Regular dental visits are an important part of keeping your teeth healthy. But what if you can only keep your teeth by taking a vaccine as part of your routine visits?
Researchers from the Wuhan Institute of Virology at the Chinese Academy of Sciences have worked on the vaccine and have published their studies in scientific reports.
The researchers, led by scientist Yan Huymen, tested a protein-binding association to prevent tooth decay, where tooth decay occurs due to mutant streptococcus bacteria.
In a previous study, researchers attempted to protect teeth against decay by merging the rPAc-synthesized proteins from end-C mutations of proteins derived from recombinant collagen (kf).

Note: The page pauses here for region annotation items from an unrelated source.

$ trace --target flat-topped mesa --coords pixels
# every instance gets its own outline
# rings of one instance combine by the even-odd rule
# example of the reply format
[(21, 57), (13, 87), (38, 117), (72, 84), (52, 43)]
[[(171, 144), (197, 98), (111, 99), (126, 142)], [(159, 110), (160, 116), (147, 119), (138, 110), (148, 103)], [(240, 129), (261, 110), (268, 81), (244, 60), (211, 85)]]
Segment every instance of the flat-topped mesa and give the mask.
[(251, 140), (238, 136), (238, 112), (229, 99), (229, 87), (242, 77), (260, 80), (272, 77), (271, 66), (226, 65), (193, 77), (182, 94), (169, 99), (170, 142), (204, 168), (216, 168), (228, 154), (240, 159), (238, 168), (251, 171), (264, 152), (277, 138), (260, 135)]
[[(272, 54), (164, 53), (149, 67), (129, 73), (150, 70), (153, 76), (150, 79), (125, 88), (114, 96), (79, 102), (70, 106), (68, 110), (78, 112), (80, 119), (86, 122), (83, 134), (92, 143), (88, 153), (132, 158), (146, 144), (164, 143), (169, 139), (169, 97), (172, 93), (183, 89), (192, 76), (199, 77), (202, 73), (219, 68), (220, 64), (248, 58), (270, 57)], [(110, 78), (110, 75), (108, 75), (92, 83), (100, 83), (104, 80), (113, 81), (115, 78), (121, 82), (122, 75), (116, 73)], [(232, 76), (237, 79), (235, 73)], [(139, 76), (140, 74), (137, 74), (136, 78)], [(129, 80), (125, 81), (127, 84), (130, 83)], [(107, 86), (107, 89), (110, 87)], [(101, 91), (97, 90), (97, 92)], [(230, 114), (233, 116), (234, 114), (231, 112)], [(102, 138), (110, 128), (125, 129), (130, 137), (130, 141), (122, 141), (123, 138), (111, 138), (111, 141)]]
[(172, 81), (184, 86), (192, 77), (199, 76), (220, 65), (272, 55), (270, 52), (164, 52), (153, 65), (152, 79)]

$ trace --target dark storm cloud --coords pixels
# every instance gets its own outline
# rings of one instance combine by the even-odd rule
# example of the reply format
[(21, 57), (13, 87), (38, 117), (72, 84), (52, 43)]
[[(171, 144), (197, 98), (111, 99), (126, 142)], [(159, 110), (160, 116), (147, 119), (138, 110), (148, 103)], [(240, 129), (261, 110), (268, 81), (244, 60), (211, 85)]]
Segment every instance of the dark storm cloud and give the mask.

Although effective in preventing decay, the protein union had some undesirable side effects, including the risk of infection.
In an attempt to alleviate these symptoms, researchers developed KFD2-rPAc, a second generation of the combination of the former rPAc protein with the falagen.
The vaccine was injected from the protein into the sinuses in laboratory tests on mice and rats.
When non-infected mice received the vaccine, 64.2% achieved success in protection from decay.
In mice already infected with licorice, the vaccine achieved a 53.9% success rate.
Overall, the vaccine has achieved a high success rate of the original vaccine against caries and reduced side effects.
According to the World Health Organization, tooth decay is a major health problem in most industrialized countries despite recent progress in the field of dentistry.
Nearly 60 to 90 percent of school children as well as adults suffer tooth decay, so a large number of people can benefit from the vaccine.
However, we still need many studies and tests on this version of the vaccine before it is ready for clinical use.
Once it becomes complete, however, it can be used to help millions of people with tooth decay.
The most beneficiaries are patients in places where access to medical care is difficult or completely lacking.
As children and adults in these areas rarely get a chance to go to a dentist.
The current increasing consumption of sugar makes protection against decay more important.
However, there is no alternative to medical care. While this potential serum may help keep teeth healthy, it does not mean replacing brushing or using a medical thread.